Using dysk in Azure Kubernetes Service – AKS cluster upgrade and its learnings from it

In one of my previous blog posts I have explained how to use dysk in Azure Kubernetes Service as persistent storage option.

-> https://www.danielstechblog.io/using-dysk-in-azure-kubernetes-service-as-persistent-storage-option/

Today we have a look how a Kubernetes version upgrade of an AKS cluster effects dysk in operations and may force you to rethink your chosen Azure VM and OS disk SKU.

First let us start with the dysk operation during a Kubernetes version upgrade on an AKS cluster before having a look at the learnings and conclusions.

Without a surprise dysk keeps operating successfully during an AKS cluster upgrade process as seen in the following screenshots.

Before:

After:

As you also may have noticed the spin-up time of important dysk components like the csi-dysk-attacher-0 takes a lot of time and is one of the reasons that our application container does not start until the volume is attached.

The reason for that is the size of the AKS cluster with only two agent nodes powered by the Standard_D2s_v3 VM SKU. Additionally, the performance of the P4 disks (120 IOPS / 25 MB/s throughput) as OS disks is the real pain here and slows down the spin-up of the containers during the upgrade process.

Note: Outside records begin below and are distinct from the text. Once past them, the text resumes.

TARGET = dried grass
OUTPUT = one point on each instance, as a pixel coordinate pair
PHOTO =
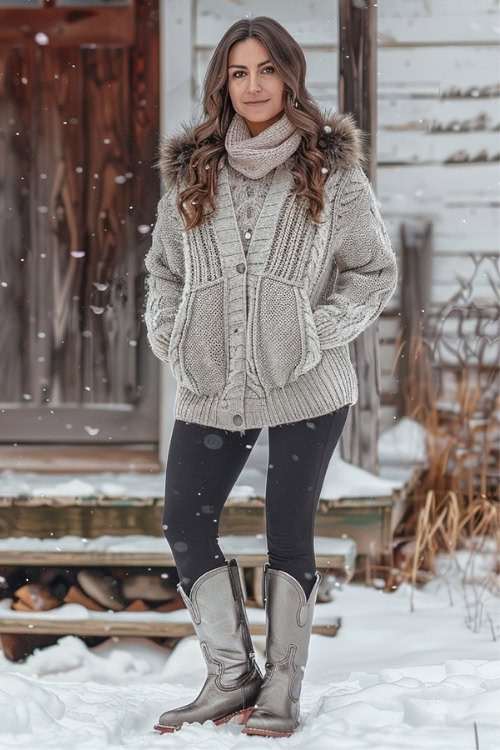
(456, 502)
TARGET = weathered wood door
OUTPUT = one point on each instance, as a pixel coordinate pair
(79, 91)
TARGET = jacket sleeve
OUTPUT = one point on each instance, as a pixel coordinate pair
(164, 282)
(367, 271)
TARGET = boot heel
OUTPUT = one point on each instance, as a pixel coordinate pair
(240, 717)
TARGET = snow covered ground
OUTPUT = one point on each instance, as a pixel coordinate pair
(400, 448)
(391, 679)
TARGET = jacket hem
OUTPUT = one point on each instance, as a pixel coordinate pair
(327, 387)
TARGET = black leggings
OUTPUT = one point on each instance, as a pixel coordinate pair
(202, 468)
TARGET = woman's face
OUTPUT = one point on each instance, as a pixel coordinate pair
(251, 79)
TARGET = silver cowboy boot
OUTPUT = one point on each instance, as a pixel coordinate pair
(217, 608)
(288, 632)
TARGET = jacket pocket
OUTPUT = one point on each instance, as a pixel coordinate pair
(284, 339)
(198, 348)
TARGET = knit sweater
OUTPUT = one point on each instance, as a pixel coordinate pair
(261, 338)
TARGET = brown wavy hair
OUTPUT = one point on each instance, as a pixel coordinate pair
(288, 58)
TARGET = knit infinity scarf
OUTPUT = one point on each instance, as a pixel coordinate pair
(255, 157)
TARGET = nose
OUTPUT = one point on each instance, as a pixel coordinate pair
(254, 85)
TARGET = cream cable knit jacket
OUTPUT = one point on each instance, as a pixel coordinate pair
(256, 330)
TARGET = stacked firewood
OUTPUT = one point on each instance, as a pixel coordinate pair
(99, 590)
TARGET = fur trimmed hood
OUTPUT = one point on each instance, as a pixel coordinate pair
(343, 144)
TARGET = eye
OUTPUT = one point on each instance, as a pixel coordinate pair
(235, 75)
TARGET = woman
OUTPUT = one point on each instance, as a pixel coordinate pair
(268, 257)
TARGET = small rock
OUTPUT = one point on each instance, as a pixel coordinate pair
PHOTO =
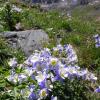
(28, 40)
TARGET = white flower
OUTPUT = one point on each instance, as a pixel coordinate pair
(43, 93)
(53, 61)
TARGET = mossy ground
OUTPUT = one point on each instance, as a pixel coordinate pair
(78, 31)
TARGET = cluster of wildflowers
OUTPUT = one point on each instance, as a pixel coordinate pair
(14, 8)
(45, 67)
(97, 40)
(17, 9)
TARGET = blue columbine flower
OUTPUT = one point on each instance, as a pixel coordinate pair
(97, 90)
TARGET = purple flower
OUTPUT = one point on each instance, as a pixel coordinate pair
(97, 90)
(97, 40)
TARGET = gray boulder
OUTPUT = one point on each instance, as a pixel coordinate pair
(28, 40)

The learnings from this are the following ones: use at least 3 agent nodes in your AKS cluster to have a better load distribution during the upgrade process. When you would like to have only two agent nodes at least, then you should change the VM SKU at creation time from a VM size supporting premium storage to a VM size supporting only standard storage instead. The other alternative is the change of the OS disk SKU from P4 to P10 to get more performance, but then you pay more for the disks.

Have a look at the following table to understand the proposed changes above.

VM SKU	OS disk SKU	OS disk size	IOPS	Throughput
Standard_D2s_v3	P4	32 GB	120	25 MB/s
Standard_D2s_v3	P10	128 GB	500	125 MB/s
Standard_D2_v3	P4	32 GB	500	60 MB/s

So, dysk works well during upgrade or patch processes in your AKS cluster if your AKS cluster is sized and designed properly. Otherwise you experience serious performance impacts.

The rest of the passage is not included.